# motorhome stopover



## geordie01 (Apr 20, 2006)

has anyone used the m h stop over sites and got any feedback
ta


----------



## chapter (May 1, 2005)

i think you may need to expand the question ie web sites,uk stopovers,french aires ect 
chapter


----------



## geordie01 (Apr 20, 2006)

this
http://www.motorhomestopover.co.uk/


----------



## chapter (May 1, 2005)

most if not all are on mhf see here 
chapter


----------



## bowlty (Dec 28, 2009)

hi
i just tryed northumberland and not one come up so all the sites may be down south it would be nice to know where they are before you join
but it is only £30


----------



## cabby (May 14, 2005)

I have to say that there are still plenty of CL's and CS at around £5. that I find to stop over.

cabby


----------



## brockley (Mar 6, 2009)

We found the motorhome stopover book very useful on the way home from Peterborugh. They say they have 420 pubs involved, as aposed to the 16 pub stopovers listed here.
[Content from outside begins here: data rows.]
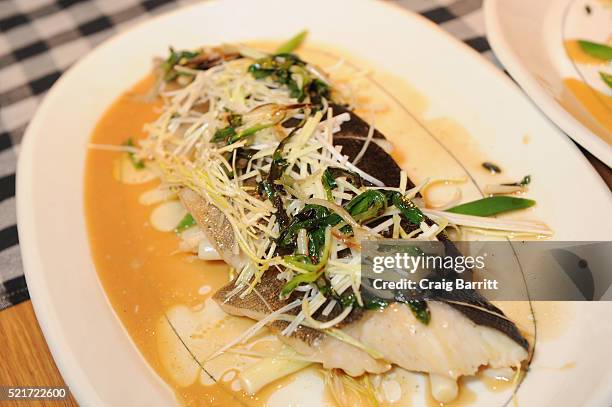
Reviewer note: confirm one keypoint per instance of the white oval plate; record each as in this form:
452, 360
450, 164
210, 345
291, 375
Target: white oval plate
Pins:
92, 350
527, 36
We only came accross one which had closed down  . The others we stayed at were all very friendly. Didn't always have what the book said they had, like grey water point, sewage disposal or sometimes EHU, but hey, apart from the odd pint they don't charge. The book is a little difficult to use on it's own, you have to keep looking up places on a map. The web site on the other hand is very good and best used without the book. Overall, thirty pounds well spent and I think that they will get better with time.


----------



## Telbell (May 1, 2005)

> but it is only £30


"only"- was that an ironic statement? :wink:

Talk to the landlords nicely and you don't need to pay that annual sub :lol:


----------